Vlaamse sociale bescherming
Voor de huidige regeerperiode (2014-2019) stelt het Vlaams regeerakkoord een nieuw decreet Vlaamse sociale bescherming in het vooruitzicht.
Vlaanderen opteert ervoor om de bestaande en de overgedragen bevoegdheden op het vlak van langdurige zorg, hulpmiddelen en revalidatie samen te brengen. Dit nieuwe decreet zal het bestaande Decreet Vlaamse Sociale Bescherming integraal vervangen.
De algemene principes voor die nieuwe Vlaamse sociale bescherming werden verduidelijkt in een conceptnota. Deze werd voor advies voorgelegd aan de Strategische Adviesraad Welzijn en Gezondheid (SAR WGG), de Sociaal-Economische Raad van Vlaanderen (SERV) en de Vlaamse Ouderenraad.
Op 30 oktober 2015 nam de Vlaamse regering akte van een – na de adviezen – aangepaste conceptnota. Deze bijdrage geeft beknopt en in grote lijnen de inhoud van dit concept weer en zet daar een aantal bemerkingen van de adviesverleners tegenover.
Ingrediënten
De toekomstige Vlaamse sociale bescherming bundelt de tenlasteneming in het kader van de zorgverzekering, het basisondersteuningbudget voor personen met een handicap en de tegemoetkoming hulp aan bejaarden, de terugbetaling van hulpmiddelen en het systeem van inkomensrelatering in de eigen bijdragen thuiszorg.
Het omvat ook de terugbetaling van zorg geleverd in een woonzorgcentrum, initiatieven beschut wonen, psychiatrische verzorgingstehuizen, revalidatie en in geïsoleerde geriatrische diensten (G-dienst) en de gespecialiseerde diensten voor behandeling en revalidatie (Sp-dienst).
Door deze bundeling staat de ondersteuning van mensen met een vooral langdurige zorgbehoefte centraal in de Vlaamse sociale bescherming. De Vlaamse regering wil zo de zelfredzaamheid versterken en de regie van de zorg zoveel mogelijk in handen van de personen met een zorg- of ondersteuningsbehoefte houden.
Cure en care
De overheid maakt een duidelijk onderscheid tussen ‘cure’ en ‘care’. Cure heeft vooral te maken met de behandeling van ziekte, is meestal tijdelijk van aard en wordt ingezet met het oog op (de bevordering van) genezing en herstel. Dit luik is deel van de federale ziekteverzekering.

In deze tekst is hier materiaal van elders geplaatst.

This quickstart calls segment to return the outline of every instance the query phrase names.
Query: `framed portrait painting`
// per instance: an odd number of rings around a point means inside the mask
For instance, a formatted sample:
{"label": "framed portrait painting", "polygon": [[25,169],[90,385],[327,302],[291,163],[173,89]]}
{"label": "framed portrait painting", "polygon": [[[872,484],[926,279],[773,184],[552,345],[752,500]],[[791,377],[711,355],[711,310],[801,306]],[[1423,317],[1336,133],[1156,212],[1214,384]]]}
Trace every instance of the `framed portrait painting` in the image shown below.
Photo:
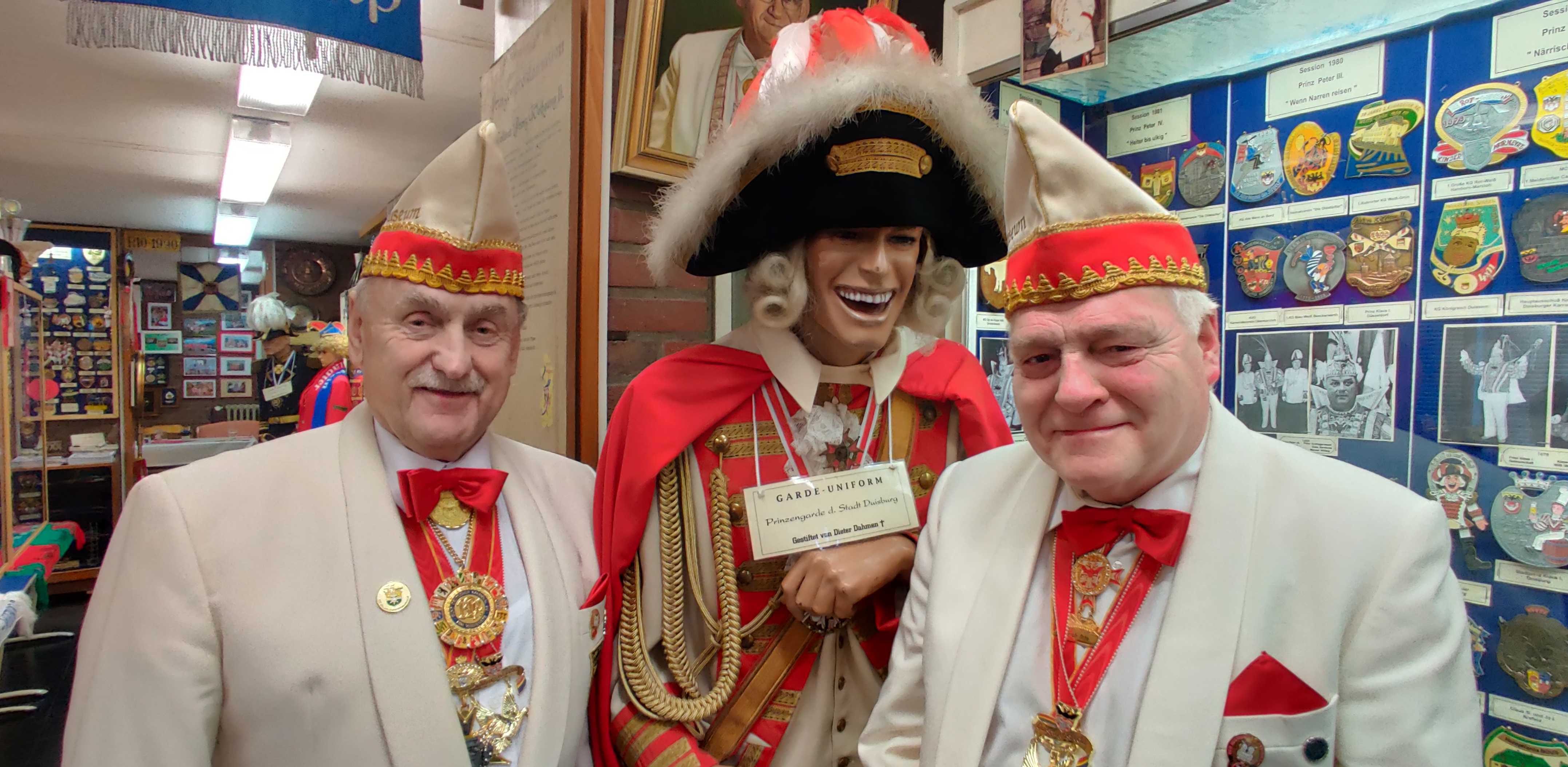
{"label": "framed portrait painting", "polygon": [[684,179],[729,124],[781,28],[897,0],[630,0],[612,168]]}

Care daarentegen voorziet in meerdere elementen van zorg voor personen die, meestal voor een langere tijd, door anderen geholpen moeten worden in het organiseren van het dagelijkse leven. Er wordt zorg geboden in elke levensfase en onafhankelijk van de oorzaak van het verlies aan zelfredzaamheid.
‘Sociale bescherming is multilevel governance.’
Het onderscheid tussen cure en care maakt ook de context van ‘multilevel governance’ zichtbaar. Vlaanderen moet bij de ontwikkeling van haar sociale bescherming rekening houden met het Europese, federale en lokale beleidsniveau. Ook de specifieke situatie van Brussel moet daarin een plaats krijgen.De tegemoetkoming hulp aan bejaarden en de mobiliteitshulpmiddelen zijn in Brussel een bevoegdheid van de Gemeenschappelijke Gemeenschapcommissie. Toetreding tot de Vlaamse zorgverzekering en de Vlaamse sociale bescherming is dan weer een vrijwillige keuze van de individuele inwoners van Brussel.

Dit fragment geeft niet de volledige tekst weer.